Глухо шумели вокруг разлапые ели, осыпая колючий снег. Ветер подхватывал его и швырял в лицо, царапаясь ледяными иглами. Зло разбирало Анну Михайловну. Стоит посреди дороги и с пьяным лясы точит, на ребячество его смотрит, словно дел у нее никаких больше нет.

— Не пойму твоей радости, — сказала она с досадой. — Мало ли народу хорошо живет. Нам-то с тобой от этого легче?

— Будет легче… если и мы… на эту дорожку повернем, — ответил Семенов и совсем по-пьяному зачастил бессвязно и громко: — Земля-a… ух, ты! Лошади, инвентарь… Не твое, не мое — общее. А работает каждый за себя. Смекаешь?.. Нет, ты скажи — плохо? На амбар… шапка валится… взглянешь. То-то же! Я говорю, в полсапожках ходят бабы-то по будням. Хлеба — завались… Сам видел, провалиться мне, в полсапожках, и калоши новые. А называется: колхоз. Да ведь просто как! Вместе — на небо влезти. Отчего же? П-полезем. Не хуже вас полезем… Толком не понимал раньше, а слыхал… Теперь, брат, ра-аскусил. Шалишь! Подниму мужиков. Я им, чертям, раз-во-ро-шу мозги на сегодняшний день. А машины? Полюбилось мне… все полюбилось. Житья не дам, пока не тронутся. Постой… куда ты?

— На станцию.

Семенов нагнал Анну Михайловну и, утираясь варежкой, рассмеялся.

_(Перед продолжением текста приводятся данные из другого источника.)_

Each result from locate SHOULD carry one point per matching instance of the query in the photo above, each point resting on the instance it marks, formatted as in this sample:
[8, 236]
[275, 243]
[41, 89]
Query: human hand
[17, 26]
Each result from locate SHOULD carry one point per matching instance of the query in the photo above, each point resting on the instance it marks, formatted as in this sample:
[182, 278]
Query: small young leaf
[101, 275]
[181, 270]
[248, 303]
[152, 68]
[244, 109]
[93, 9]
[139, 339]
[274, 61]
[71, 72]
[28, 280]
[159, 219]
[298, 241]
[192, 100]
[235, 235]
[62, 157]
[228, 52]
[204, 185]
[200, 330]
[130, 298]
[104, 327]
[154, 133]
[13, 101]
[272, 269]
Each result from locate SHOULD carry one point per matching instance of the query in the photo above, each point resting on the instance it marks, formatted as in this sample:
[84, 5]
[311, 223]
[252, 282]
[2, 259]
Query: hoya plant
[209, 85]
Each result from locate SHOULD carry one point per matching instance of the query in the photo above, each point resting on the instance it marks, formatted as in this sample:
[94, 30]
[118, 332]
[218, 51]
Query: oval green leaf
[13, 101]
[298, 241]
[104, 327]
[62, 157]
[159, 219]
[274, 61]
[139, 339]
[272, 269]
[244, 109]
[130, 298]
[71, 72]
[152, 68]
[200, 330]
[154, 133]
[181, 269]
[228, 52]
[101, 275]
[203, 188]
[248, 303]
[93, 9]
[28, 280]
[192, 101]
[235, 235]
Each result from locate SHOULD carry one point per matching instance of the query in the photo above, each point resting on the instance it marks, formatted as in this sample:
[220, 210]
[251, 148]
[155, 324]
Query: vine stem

— Не м-могу один, все во мне пере-в-ворачивается… Провожу тебя маленько. Да ты что торопишься?

— Дело есть.

Видно, изменил Анне Михайловне голос, дрогнул. Заметил Семенов неладное, пристал:

— Говори прямей.

— Ну… — Анна Михайловна замялась. — Корову… продать… хочу.

Николай остановился, словно протрезвев, застегнул пиджак, потом схватил Анну Михайловну за плечи, повернул лицом к себе.

— С ума спятила? — сердито спросил он.

И все, что накипело на сердце Анны Михайловны, прорвалось в крике:

— Спятишь! Жить-то как-нибудь надо? Трепотней твоей не проживешь… Ни обувки, ни одевки у ребят… Неужто в самом деле в пастухи отдавать придется? Где же правда-то?

— Не там ее ищешь, Михайловна, — сказал Семенов.

Она пошла было дальше, но Семенов загородил ей дорогу, не пустил. Так ей и пришлось с ним вернуться обратно в село.

На другой день Николай поехал в город хлопотать для малоимущих школьников обувь и одежду от государства. Вернулся он ни с чем, поехал другой раз, третий и добился-таки своего: привез школе десять пар валенок и несколько бобриковых пальтишек. Их распределили среди наиболее нуждающихся ребят.

— Вот тебе правда, Михайловна! — гремел Семенов, вваливаясь в избу с подарками. — К весне твоим молодцам кожаные сапоги как пить дать оборудую… Ну, живем на сегодняшний день? Привалит к нам счастье, а?